Foxconn earnings fall as Chinese regulators greenlight Sharp buyout
Unlike Apple, which had a good, tough fiscal quarter, subcontractor Hon Hai Precision Industry Co. had a pretty bad, tough fiscal quarter.
The company, known publicly as Foxconn, reported a 5 percent drop in total revenue to 922 billion New Taiwan dollars or 29.5 billion USD. That boiled down to 17.7 billion NTD (566 million USD) in net profit, down 31 percent annually and a 26 percent disappointment from analyst expectations.
The correlation between Apple’s demand for Foxconn’s products and services and the company’s health is strong. The biggest iPhone assembler recently laid off some 60,000 workers at its plants and is investing in more automation to cut down on the bottom line.

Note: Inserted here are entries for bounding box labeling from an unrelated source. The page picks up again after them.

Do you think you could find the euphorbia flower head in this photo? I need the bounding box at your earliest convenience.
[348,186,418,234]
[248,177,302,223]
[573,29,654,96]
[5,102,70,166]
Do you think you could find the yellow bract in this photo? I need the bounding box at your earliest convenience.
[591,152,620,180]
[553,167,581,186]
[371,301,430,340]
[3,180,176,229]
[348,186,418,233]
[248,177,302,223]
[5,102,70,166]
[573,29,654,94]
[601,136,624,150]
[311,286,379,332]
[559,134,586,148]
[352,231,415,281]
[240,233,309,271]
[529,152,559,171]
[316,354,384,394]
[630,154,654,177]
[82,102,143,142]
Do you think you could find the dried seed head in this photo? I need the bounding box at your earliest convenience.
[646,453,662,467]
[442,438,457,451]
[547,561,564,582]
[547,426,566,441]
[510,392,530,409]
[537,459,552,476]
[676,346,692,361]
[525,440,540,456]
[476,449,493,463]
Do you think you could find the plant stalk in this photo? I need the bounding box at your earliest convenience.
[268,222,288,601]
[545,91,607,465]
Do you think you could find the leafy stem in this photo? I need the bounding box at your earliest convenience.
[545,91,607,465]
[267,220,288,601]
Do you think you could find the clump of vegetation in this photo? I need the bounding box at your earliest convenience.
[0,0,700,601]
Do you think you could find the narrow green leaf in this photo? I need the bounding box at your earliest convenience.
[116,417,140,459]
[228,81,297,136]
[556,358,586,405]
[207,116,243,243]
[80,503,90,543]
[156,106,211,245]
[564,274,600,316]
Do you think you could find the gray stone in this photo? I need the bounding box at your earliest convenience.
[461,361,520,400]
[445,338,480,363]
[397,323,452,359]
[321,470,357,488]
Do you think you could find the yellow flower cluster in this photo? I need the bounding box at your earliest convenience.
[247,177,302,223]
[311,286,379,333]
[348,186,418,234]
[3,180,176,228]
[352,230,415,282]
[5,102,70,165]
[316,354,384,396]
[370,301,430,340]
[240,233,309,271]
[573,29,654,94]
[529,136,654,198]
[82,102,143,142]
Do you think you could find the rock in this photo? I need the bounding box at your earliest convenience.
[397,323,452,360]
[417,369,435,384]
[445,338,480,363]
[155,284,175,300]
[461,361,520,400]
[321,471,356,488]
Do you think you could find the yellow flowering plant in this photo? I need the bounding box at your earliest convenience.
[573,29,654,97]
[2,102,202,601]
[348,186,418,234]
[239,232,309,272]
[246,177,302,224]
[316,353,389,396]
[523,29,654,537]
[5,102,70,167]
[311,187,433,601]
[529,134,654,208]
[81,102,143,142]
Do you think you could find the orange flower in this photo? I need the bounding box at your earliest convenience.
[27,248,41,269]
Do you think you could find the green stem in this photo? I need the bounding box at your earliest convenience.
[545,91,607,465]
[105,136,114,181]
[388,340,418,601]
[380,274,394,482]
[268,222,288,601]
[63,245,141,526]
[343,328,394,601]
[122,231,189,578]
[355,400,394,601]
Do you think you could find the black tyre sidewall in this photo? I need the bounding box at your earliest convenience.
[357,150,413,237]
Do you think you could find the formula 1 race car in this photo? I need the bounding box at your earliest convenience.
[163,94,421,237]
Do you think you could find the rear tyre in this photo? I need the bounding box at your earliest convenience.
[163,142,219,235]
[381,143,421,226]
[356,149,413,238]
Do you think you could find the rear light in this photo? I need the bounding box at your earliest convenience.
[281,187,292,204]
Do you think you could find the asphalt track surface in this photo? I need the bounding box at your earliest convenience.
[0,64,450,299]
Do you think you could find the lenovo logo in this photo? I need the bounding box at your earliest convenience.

Foxconn also stated that it has gotten regulatory approval from China’s anti-monopoly officials to buy a two-thirds stake in Japanese displaymaker Sharp. The ¥389 billion ($3.84 billion) deal was considered to be in jeopardy for a short time as approval was being sought, delaying Hon Hai’s plans to close the acquisition in June.
Analysts are split upon whether this year’s iPhone will perform well in sales and benefit Apple and its reliant companies down the line. In the meantime, Foxconn hopes to continue serving Apple with OLED screen provisions via its Sharp investment while potentially making a name for itself with own-brand consumer products.